Current prospects for abolition are not great, but this article does give some hope. I have previously argued for a ban of such sentences on human rights grounds and have discussed this issue in these previous posts: Deadly Delinquents, Deadbeat Dads, and the Dangers of Demonization and Massachusetts Youthful Offender Law Challenged in Worcester.
For information and links related to Massachusetts criminal law see the criminal defense page of my law firm website.
EXCERPTS FROM CHRISTIAN SCIENCE MONITOR ARTICLE:
Chicago - How should a society treat its youngest criminal offenders? And the families of victims of those offenders?
Half a dozen states are now weighing these questions anew, as they consider whether to ban life sentences for juveniles that don't include a option for parole – and whether those now serving such sentences should have a retroactive shot at parole.

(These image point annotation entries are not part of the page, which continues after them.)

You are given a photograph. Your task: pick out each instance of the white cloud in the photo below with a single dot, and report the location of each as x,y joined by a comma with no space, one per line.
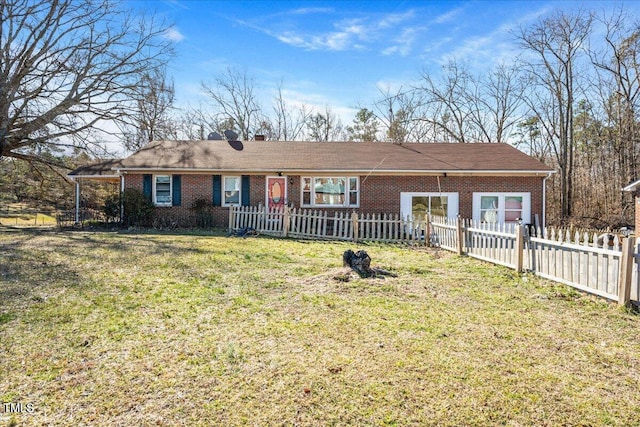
310,10
403,43
174,34
351,34
447,17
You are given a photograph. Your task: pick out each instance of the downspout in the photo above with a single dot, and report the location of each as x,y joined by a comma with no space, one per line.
544,200
121,194
77,216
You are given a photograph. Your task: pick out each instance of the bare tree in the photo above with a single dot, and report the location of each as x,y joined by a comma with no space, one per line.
399,113
150,118
66,68
234,100
324,127
287,125
495,104
554,44
365,126
445,103
618,66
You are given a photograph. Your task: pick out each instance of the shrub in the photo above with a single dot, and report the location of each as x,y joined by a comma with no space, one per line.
138,210
111,208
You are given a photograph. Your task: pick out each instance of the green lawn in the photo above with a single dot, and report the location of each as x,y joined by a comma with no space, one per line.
196,329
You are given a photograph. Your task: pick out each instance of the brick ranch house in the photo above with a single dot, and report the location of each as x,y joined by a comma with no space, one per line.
634,188
487,182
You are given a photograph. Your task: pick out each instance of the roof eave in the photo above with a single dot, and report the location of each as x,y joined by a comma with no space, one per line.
436,172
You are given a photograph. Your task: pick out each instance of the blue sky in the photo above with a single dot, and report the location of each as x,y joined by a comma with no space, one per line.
339,53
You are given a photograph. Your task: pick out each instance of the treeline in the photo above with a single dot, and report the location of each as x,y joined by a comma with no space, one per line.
570,97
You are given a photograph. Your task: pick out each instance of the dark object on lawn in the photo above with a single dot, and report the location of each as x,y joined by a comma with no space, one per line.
360,262
243,232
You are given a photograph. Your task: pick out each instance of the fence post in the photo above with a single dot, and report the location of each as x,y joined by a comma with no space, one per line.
427,230
459,235
231,217
626,265
519,246
356,231
286,219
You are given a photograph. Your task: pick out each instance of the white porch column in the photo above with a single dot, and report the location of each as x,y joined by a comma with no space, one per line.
121,200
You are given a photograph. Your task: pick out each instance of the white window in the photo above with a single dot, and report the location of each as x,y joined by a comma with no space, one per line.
231,193
419,204
331,191
162,190
502,207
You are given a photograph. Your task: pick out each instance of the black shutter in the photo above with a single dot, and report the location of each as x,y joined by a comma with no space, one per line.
147,186
217,190
245,190
176,189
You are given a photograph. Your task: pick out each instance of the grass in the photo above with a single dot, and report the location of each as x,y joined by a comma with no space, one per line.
198,329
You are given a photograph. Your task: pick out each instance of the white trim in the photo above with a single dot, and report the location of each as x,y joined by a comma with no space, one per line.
347,192
266,190
154,180
526,205
406,199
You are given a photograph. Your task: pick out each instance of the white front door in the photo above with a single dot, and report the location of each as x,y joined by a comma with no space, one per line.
419,203
276,191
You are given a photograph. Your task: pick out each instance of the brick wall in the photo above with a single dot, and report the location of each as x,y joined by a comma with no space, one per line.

Here in Illinois, proposed legislation would give 103 people – most convicted of unusually brutal crimes – a chance at parole hearings, while outlawing the sentence for future young perpetrators.
The proposal has victims' families up in arms, angry that killers they had been told were in prison for life might be given a shot at release and that they'd need to regularly attend hearings in the future, reliving old traumas, to try to ensure that these criminals remain behind bars.

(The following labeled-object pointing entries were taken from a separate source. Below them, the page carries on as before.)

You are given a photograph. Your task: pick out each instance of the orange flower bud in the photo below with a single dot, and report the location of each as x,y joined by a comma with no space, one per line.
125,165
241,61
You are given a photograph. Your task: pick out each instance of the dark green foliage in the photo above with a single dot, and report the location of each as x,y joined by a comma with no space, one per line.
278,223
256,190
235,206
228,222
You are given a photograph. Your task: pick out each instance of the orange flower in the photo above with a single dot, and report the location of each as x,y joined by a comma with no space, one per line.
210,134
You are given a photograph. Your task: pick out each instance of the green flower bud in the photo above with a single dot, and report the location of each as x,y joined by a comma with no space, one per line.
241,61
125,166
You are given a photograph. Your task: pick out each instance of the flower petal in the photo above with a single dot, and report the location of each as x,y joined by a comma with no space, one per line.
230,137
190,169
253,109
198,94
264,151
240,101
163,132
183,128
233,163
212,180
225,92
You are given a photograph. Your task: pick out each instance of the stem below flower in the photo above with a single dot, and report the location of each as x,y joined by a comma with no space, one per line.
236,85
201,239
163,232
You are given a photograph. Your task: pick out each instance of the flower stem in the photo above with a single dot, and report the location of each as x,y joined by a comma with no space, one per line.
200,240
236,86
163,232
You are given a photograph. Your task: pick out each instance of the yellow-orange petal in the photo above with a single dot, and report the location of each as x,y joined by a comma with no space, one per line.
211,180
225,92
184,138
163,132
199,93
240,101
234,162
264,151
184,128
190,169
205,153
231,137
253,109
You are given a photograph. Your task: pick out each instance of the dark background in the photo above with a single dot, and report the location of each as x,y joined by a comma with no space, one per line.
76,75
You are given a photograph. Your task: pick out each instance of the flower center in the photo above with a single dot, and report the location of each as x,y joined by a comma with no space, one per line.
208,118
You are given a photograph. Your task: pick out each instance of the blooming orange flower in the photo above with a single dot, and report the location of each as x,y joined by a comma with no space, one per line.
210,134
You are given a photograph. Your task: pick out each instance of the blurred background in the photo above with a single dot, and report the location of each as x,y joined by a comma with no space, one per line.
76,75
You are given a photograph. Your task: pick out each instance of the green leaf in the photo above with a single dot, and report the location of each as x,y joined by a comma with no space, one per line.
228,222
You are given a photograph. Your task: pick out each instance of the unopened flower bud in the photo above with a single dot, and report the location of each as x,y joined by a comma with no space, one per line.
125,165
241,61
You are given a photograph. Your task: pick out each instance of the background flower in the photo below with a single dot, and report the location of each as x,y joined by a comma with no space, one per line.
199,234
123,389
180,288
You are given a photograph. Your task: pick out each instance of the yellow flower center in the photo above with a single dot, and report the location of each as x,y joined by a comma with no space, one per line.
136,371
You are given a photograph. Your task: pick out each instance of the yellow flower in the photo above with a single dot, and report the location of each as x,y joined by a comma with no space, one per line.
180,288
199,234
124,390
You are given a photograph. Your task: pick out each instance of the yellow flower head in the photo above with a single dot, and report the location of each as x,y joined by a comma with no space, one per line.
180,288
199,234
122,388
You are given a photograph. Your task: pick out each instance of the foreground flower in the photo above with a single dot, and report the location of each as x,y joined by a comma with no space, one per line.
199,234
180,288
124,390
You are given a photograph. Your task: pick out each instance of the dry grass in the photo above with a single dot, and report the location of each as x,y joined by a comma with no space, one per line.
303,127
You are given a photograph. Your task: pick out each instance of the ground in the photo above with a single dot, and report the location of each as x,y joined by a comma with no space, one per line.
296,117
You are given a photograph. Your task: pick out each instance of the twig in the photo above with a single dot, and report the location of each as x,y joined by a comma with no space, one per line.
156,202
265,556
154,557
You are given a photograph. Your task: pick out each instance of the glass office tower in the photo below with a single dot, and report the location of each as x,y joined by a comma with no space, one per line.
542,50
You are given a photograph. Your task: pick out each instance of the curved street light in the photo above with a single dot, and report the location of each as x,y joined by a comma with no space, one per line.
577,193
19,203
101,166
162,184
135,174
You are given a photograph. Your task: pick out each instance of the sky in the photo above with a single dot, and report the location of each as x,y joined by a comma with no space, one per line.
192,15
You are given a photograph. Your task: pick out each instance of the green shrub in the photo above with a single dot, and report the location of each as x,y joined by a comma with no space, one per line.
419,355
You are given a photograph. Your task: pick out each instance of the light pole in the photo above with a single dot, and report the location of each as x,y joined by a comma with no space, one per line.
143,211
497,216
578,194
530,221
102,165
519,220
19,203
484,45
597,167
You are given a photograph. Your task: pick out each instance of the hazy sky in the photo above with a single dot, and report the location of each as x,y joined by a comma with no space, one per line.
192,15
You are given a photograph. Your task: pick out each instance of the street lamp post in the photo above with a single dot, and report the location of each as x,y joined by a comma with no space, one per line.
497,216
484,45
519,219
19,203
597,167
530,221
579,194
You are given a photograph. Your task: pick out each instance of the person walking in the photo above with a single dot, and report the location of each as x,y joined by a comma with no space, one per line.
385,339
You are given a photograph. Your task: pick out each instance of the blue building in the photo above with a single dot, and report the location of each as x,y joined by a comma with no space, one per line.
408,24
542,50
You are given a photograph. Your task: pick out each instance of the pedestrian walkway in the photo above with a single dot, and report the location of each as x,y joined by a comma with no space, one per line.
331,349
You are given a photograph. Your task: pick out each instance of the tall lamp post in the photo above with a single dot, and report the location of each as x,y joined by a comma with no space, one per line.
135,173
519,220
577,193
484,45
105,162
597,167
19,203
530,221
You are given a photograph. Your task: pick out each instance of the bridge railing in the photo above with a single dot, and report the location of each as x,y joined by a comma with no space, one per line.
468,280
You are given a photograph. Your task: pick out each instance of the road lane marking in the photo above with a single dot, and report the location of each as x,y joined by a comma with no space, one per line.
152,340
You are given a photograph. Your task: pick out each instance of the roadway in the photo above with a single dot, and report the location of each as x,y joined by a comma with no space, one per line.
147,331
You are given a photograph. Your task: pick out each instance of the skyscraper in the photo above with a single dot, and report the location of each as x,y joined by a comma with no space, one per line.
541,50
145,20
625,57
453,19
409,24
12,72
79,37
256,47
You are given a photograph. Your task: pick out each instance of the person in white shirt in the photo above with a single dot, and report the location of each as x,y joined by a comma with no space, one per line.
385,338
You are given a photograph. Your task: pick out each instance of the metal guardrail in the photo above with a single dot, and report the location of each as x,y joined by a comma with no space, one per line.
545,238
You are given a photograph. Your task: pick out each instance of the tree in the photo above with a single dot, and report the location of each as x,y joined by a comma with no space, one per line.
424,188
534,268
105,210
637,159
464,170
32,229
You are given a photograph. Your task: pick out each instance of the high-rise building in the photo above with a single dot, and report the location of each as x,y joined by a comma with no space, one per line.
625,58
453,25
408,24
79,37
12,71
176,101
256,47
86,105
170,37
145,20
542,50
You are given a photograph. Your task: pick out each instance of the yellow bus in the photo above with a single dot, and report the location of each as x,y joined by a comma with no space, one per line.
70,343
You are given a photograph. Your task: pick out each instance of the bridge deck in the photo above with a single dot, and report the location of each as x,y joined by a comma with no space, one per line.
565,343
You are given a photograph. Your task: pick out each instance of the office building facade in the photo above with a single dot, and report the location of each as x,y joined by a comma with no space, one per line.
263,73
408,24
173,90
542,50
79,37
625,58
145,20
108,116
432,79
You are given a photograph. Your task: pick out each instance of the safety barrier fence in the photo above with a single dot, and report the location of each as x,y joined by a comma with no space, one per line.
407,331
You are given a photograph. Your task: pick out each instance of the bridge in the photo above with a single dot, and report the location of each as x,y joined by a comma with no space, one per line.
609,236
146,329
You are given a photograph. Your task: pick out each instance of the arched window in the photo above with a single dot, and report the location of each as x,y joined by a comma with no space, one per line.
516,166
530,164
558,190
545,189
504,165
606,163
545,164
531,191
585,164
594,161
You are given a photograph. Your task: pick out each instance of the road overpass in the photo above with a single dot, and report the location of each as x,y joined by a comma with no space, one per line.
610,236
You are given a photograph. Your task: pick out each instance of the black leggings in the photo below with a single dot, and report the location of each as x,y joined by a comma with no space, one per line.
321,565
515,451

Advocates of legislation, meanwhile, both in Illinois and elsewhere, note that the US is the only country in the world with anyone – nearly 2,400 across the nation – serving such a severe sentence for a crime committed as a juvenile. They criticize the fact that the sentence is often mandatory, part of a system devoid of leniency for a teenager's lack of judgment, or hope that youth can be reformed.

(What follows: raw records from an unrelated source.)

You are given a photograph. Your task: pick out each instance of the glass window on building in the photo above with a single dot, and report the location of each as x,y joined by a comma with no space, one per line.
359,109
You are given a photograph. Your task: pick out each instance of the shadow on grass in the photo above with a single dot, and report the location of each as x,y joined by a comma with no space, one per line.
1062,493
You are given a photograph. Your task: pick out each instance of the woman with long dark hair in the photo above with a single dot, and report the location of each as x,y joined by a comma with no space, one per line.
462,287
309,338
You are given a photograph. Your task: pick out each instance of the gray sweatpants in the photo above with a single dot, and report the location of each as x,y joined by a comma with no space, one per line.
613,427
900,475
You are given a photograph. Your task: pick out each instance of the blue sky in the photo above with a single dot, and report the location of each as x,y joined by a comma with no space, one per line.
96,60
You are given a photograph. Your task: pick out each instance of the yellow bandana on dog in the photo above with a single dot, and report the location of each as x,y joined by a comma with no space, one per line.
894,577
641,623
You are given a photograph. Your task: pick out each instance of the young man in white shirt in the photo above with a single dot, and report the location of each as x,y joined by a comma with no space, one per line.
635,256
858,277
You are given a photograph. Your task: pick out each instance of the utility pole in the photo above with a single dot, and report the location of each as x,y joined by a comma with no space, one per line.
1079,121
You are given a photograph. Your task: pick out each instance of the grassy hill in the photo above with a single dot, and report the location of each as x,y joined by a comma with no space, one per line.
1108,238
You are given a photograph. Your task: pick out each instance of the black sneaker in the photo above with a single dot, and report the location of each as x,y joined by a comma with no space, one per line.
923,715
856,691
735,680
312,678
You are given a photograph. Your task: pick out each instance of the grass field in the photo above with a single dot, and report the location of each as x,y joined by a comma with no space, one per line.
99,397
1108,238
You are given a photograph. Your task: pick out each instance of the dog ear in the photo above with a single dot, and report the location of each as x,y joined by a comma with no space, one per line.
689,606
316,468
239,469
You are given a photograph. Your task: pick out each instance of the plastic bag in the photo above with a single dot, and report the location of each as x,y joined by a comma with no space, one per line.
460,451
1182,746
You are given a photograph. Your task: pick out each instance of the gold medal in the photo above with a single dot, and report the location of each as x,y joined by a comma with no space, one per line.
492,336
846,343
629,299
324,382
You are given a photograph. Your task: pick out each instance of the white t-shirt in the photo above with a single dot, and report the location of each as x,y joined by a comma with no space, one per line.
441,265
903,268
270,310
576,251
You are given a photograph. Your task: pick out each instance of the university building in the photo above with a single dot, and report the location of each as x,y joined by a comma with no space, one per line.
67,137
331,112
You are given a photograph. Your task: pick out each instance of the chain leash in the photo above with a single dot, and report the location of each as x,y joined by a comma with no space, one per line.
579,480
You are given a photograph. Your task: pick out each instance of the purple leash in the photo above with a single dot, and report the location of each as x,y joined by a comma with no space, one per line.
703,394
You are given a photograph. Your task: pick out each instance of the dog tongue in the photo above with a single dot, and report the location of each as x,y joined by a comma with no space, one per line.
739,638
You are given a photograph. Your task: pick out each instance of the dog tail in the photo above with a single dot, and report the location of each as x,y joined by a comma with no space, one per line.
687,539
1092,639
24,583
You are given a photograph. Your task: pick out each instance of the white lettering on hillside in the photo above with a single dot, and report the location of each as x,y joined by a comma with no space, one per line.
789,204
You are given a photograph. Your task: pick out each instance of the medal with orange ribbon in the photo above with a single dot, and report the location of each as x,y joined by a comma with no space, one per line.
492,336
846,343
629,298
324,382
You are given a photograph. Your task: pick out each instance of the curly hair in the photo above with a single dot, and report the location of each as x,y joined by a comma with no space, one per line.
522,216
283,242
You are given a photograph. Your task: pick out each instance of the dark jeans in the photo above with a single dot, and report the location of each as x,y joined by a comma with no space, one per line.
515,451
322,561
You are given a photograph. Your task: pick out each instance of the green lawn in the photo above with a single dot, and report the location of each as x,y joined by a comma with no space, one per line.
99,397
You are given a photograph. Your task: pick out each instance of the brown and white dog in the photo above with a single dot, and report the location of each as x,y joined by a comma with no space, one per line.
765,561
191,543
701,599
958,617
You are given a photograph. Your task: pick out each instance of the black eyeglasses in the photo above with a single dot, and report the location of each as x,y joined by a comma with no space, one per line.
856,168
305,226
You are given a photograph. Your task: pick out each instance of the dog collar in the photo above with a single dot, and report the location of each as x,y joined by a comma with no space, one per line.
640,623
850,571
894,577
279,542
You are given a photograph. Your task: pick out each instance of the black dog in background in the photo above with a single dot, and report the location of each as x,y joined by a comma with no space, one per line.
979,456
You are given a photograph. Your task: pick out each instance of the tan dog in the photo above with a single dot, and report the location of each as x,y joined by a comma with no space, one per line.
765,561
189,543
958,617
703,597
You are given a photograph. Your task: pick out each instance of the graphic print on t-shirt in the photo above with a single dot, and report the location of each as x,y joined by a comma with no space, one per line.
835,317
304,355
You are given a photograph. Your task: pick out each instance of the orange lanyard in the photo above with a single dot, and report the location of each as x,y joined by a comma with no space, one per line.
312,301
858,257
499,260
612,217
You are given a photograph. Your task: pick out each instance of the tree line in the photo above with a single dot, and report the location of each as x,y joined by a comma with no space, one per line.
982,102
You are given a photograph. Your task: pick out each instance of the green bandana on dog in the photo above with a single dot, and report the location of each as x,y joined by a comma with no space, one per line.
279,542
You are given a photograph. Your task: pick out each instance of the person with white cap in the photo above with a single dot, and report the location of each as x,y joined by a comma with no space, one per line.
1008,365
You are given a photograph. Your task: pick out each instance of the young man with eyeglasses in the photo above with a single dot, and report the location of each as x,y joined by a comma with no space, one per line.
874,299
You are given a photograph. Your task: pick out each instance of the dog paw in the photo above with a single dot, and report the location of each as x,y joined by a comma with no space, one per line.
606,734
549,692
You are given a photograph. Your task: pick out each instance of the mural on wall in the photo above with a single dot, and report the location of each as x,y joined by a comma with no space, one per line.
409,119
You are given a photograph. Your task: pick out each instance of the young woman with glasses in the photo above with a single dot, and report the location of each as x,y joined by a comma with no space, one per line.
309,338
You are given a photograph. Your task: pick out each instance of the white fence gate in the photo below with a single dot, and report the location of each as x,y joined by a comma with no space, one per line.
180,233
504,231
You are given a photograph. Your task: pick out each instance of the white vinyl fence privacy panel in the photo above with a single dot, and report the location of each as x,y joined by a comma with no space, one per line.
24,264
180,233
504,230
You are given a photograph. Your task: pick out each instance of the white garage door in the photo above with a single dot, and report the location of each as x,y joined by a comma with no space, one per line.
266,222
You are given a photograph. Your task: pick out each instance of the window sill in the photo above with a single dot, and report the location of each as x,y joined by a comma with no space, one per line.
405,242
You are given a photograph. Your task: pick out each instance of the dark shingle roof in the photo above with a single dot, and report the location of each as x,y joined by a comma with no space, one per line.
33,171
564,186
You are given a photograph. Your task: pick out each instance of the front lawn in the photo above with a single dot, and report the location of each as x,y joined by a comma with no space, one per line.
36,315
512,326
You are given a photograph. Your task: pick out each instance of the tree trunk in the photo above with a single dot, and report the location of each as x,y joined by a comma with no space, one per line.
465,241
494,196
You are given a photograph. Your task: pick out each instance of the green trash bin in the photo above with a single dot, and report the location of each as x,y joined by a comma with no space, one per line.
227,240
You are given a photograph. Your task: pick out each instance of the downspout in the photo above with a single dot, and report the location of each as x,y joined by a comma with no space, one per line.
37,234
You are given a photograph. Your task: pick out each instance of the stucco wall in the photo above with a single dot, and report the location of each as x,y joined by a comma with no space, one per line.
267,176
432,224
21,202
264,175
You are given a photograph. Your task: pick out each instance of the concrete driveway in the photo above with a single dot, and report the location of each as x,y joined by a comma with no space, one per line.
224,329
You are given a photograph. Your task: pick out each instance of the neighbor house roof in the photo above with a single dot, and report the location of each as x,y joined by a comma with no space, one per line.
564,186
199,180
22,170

The current legislation in Illinois is unlikely to go anywhere, with its key sponsor backing away last week and saying more time is needed to dialogue with victims. Reform advocates hope to have new legislation introduced in the near future. Colorado outlawed juvenile life without parole in 2006, and legislation is pending in Michigan, Florida, Nebraska, and California, while a few other states are experiencing grass-roots efforts.
Some activists against the sentence say they hope they can work with victims' families to take their concerns into account even as they do away with the sentence. In Michigan, where a set of bills is before both the Senate and the House, activists have had some success building dialogue with victims, says Deborah LaBelle, a human rights attorney based in Ann Arbor and director of the ACLU's Juvenile Life Without Parole Initiative.
"We need to allow both voices to be heard," says Ms. LaBelle. But she feels strongly that the sentence is inappropriate for youth. "As every parent knows and as every social scientist understands, this is a time of ill-thought-out, impulsive lack of judgment, problematic years… To throw them away and say you're irredeemable as a child is a disturbing social concept."